Contractor dispute on our Thornhill kitchen reno: what went wrong and how we resolved it

This is not a happy story, but I think sharing it helps other Ontario homeowners protect themselves. We had a kitchen renovation in Thornhill go seriously wrong in 2024.

What we hired for: Full gut kitchen renovation, 10x12 feet. Scope: new cabinets (IKEA Sektion line, we supplied), new quartz countertops (contractor to supply), tile backsplash, new electrical (island circuits, range hood circuit, under-cabinet lighting), and new LVP flooring in the kitchen and adjacent dining room.

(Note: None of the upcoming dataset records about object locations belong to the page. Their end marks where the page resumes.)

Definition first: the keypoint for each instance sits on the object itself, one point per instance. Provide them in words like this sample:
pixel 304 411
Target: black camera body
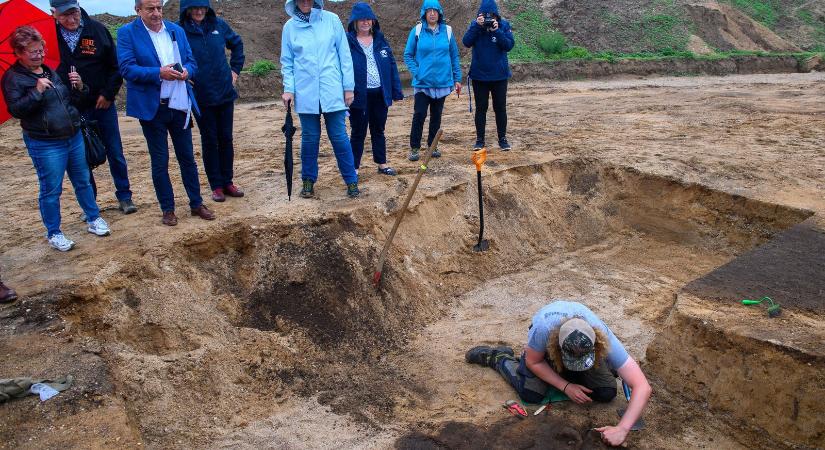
pixel 488 21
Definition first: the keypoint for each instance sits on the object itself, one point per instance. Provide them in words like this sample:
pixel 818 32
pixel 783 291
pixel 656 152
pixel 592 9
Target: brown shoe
pixel 203 212
pixel 7 294
pixel 170 219
pixel 232 191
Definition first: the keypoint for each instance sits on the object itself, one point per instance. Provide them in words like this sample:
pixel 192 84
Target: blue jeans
pixel 110 134
pixel 374 117
pixel 51 160
pixel 170 122
pixel 311 137
pixel 215 125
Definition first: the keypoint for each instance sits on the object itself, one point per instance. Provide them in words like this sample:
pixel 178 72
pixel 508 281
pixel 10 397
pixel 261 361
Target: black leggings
pixel 498 89
pixel 436 106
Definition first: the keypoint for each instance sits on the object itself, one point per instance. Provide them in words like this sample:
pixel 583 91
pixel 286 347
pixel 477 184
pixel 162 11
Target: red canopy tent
pixel 15 13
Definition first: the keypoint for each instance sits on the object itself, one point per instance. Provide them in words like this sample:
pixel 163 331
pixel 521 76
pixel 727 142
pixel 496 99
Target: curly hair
pixel 601 346
pixel 23 36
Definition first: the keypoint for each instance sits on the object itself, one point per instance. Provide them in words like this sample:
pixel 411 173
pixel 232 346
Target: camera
pixel 488 21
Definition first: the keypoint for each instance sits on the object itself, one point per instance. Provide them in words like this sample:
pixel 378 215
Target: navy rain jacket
pixel 489 47
pixel 213 81
pixel 387 67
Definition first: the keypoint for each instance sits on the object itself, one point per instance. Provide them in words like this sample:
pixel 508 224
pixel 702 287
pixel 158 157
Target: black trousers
pixel 483 90
pixel 436 107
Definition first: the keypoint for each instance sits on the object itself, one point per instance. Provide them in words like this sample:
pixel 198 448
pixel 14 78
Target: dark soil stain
pixel 790 269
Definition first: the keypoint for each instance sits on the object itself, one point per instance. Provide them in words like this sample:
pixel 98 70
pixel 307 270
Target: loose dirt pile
pixel 262 329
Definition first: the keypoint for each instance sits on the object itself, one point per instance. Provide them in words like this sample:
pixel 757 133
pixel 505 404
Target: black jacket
pixel 95 58
pixel 47 116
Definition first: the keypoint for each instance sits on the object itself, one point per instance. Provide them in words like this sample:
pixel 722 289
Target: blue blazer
pixel 140 67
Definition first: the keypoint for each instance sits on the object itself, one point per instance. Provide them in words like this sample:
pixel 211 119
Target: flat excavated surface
pixel 790 269
pixel 208 334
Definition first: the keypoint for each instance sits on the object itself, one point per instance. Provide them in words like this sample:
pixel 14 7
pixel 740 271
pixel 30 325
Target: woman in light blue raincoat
pixel 431 56
pixel 318 79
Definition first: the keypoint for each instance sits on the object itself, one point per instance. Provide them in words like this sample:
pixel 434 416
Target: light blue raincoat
pixel 315 61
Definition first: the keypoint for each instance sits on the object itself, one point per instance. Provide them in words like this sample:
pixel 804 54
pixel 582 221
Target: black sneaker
pixel 485 355
pixel 352 190
pixel 504 145
pixel 308 190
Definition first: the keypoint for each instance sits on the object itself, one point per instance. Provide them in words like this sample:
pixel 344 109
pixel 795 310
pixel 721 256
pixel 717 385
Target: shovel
pixel 640 424
pixel 479 156
pixel 376 279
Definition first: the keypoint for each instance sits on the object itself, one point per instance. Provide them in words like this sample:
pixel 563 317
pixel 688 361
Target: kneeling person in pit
pixel 570 349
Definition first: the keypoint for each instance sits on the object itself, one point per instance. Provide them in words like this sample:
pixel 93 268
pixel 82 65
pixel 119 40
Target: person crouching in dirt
pixel 490 38
pixel 431 56
pixel 570 349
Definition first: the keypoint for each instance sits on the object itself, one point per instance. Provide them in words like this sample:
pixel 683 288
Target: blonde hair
pixel 601 346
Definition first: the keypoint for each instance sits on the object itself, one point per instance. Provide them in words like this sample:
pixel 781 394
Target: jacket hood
pixel 186 4
pixel 431 4
pixel 362 11
pixel 290 6
pixel 488 6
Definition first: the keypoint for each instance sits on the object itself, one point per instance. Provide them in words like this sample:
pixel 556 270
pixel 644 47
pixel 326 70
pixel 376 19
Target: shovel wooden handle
pixel 421 169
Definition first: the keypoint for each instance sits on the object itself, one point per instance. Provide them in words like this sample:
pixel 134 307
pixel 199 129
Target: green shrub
pixel 552 43
pixel 262 67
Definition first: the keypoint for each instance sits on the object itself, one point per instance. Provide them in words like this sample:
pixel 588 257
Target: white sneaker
pixel 99 227
pixel 61 242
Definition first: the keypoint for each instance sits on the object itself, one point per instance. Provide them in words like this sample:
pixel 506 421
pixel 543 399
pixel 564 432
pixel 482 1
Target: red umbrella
pixel 15 13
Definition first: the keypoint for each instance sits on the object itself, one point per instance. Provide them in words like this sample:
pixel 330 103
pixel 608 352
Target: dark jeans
pixel 215 125
pixel 498 89
pixel 171 122
pixel 533 389
pixel 375 116
pixel 110 134
pixel 436 107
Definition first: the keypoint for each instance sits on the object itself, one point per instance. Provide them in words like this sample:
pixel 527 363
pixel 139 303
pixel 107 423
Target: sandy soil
pixel 152 313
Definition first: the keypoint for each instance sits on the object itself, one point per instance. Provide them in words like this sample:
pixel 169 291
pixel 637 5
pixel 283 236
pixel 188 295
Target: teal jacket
pixel 316 63
pixel 431 58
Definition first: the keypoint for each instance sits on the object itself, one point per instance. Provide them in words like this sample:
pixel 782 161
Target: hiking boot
pixel 61 242
pixel 352 190
pixel 7 294
pixel 99 227
pixel 127 207
pixel 308 191
pixel 504 145
pixel 485 355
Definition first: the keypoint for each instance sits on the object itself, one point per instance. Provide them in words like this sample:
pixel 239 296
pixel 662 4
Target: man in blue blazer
pixel 156 61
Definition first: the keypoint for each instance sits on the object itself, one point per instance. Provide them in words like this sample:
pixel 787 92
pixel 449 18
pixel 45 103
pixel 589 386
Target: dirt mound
pixel 540 432
pixel 726 28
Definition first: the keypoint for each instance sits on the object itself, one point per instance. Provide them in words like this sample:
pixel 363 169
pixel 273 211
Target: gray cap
pixel 64 5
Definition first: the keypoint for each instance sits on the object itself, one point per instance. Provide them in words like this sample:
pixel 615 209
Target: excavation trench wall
pixel 243 318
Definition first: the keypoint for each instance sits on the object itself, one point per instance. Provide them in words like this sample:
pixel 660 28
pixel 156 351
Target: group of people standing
pixel 329 72
pixel 178 73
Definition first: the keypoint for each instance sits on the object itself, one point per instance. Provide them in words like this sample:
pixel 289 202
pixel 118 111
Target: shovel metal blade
pixel 639 425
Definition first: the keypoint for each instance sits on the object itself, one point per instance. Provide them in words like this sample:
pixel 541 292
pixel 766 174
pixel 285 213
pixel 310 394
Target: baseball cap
pixel 577 340
pixel 64 5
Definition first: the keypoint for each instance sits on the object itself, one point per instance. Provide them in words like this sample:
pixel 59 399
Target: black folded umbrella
pixel 289 131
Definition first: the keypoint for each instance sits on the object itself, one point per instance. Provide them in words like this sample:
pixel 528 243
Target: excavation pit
pixel 233 328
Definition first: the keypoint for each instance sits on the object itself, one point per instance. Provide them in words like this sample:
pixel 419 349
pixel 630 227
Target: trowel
pixel 640 424
pixel 479 156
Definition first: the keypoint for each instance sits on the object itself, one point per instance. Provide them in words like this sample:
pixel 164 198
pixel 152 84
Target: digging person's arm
pixel 632 374
pixel 538 365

The contractor: Found on Facebook Marketplace (first mistake). No WSIB certificate provided when we asked (he said he was a sole proprietor so it wasn’t required — this is partially true for sole proprietors with no employees, but we should have verified). No written contract beyond a one-page quote (second mistake).

What went wrong:

  1. He installed the IKEA cabinets without a laser level — the upper row on the window wall was 3/8 inch out of level. Visible to the naked eye.

  2. The quartz countertop he supplied (claimed to be Caesarstone) had different veining on two pieces that were supposed to match at the peninsula seam — it was clearly not the same lot or possibly not the same product. He claimed it was “normal variation.”

  3. The LVP flooring was installed before the IKEA base cabinets were levelled on the floor — the flooring now runs under the toe-kicks in a way that is not accessible if cabinets ever need to be removed.

  4. He disappeared after 90% of work was done, claiming a “family emergency,” and never returned to complete the range hood wiring, under-cabinet lighting, and touchup work.

How we resolved it: We withheld the final 15% payment (we had that much left — barely enough). We filed with Ontario’s Small Claims Court ($6,000 in dispute) and served him at the address on his quote. He did not appear. We got a default judgment. Collecting on it is another matter entirely — we are still trying.

What we did right: The 15% holdback was the only thing that protected us. Without it we would have had nothing.